Esses profissionais podem desistir da sua profissão e falar tudo o que sabem e pensam sem medo de punição. Sendo assim, a rigor, nem sequer estão completamente impedidos de se expressar.

Mas há também a regra geral de que quem causa danos deve indenizar. Se, por meio do exercício de minha liberdade, causei danos a alguém, pagarei indenização. Não esqueçamos dos crimes que podem ser cometidos com a expressão do pensamento, a calúnia, a injúria e a difamação. Além dos crimes definidos na lei contra o racismo.

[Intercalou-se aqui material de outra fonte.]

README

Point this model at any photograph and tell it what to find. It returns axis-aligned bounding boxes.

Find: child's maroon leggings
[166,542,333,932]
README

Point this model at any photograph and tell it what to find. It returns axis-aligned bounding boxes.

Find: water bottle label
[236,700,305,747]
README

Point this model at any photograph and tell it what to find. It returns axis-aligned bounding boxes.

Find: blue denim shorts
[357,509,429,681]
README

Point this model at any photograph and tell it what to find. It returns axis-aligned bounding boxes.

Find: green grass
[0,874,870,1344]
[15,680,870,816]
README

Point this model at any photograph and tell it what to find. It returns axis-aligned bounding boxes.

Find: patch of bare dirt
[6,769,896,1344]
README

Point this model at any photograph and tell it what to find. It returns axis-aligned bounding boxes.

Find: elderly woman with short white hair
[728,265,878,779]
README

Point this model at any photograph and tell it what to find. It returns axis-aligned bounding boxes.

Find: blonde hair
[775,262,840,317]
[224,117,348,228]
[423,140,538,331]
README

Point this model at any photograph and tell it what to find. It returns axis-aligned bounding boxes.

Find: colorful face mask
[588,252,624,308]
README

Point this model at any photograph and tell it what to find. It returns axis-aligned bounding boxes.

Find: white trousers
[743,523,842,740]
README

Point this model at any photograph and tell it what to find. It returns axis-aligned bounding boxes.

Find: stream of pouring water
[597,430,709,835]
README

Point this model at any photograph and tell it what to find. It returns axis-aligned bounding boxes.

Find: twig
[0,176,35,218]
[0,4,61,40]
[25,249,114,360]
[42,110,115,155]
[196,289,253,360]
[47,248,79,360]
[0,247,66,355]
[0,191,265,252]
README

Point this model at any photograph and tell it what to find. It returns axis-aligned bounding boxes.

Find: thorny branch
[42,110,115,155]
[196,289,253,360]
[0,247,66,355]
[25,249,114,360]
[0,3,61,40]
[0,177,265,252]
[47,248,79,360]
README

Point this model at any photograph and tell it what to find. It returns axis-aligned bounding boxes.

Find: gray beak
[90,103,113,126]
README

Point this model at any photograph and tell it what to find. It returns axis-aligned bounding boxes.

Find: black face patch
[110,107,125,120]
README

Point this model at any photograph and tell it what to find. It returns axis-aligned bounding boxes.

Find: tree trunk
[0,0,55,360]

A Lei 7.716 proíbe “praticar, induzir ou incitar a discriminação ou preconceito de raça, cor, etnia, religião ou procedência nacional” e “fabricar, comercializar, distribuir ou veicular símbolos, emblemas, ornamentos, distintivos ou propaganda que utilizem a cruz suástica ou gamada, para fins de divulgação do nazismo”. Nesses casos, como se vê, há sim uma clara limitação à liberdade de expressão para qualquer cidadão, independentemente da profissão. Mesmo que queira, em tese, o brasileiro não pode sair por aí ostentando uma suástica, pois a lei proíbe.

Todavia, percebe-se que são condutas claramente descritas e que envolvem uma manifestação específica de pensamento. Não se pode um juiz, em casa caso, mitigar a liberdade de expressão.

Vejamos, por exemplo, o caso de Bolsonaro. Arrisco-me a dizer que, mesmo que ele tivesse mesmo dito: “não quero que meu filho case com uma negra”, sua manifestação seria odiosa, mas não seria prática de racismo segundo a lei. Tentar calar o deputado maluco, portanto, seria sim, violar sua liberdade de expressão. Posso não concordar com o que ele fala, mas ele tem o direito de falar.

Nesse sentido, podemos dizer que a liberdade de expressão no Brasil não é absoluta, mas sem que isso signifique uma discricionariedade para, em cada caso, mitigar esse princípio. Somente quando nos enquadramos em determinadas hipóteses legais podemos responder pela nossa manifestação de pensamento. Porém, o STF vem estreitando cada vez mais essas possibilidades.

Minha opinião

No caso da liberdade de expressão, sou um verdadeiro libertário. Gosto do estilo americano. Nada de limites. Por mim, é melhor evitar leis que limitem a liberdade de expressão. E a própria interpretação dessas leis (se elas existirem) deve seguir uma rígida restrição de alcance. A liberdade de expressão é um bem muito caro e é a base da democracia.

Vejam que o abuso da liberdade de expressão pode simplesmente ser rebatido pela mesma liberdade de expressão do outro. Os que criticam essa ideia, normalmente se referem à desigualdade entre os donos de grandes empresas de comunicação e o cidadão comum. Mas se trata de uma falácia da esquerda para impor seu autoritarismo. Hoje, com a Internet, o argumento antiliberal está ficando obsoleto. O controle da expressão sempre serve ao autoritarismo.

Penso que certas liberdades têm mesmo que ser levadas ao limite, pois formam a própria essência do regime democrático. Assim, pedir a cabeça de Bolsonaro é uma típica manifestação antidemocrática. Não se esqueçam que, na democracia, até um canalha tem voz.

O que John Stuart Mill diria desse povo, hein?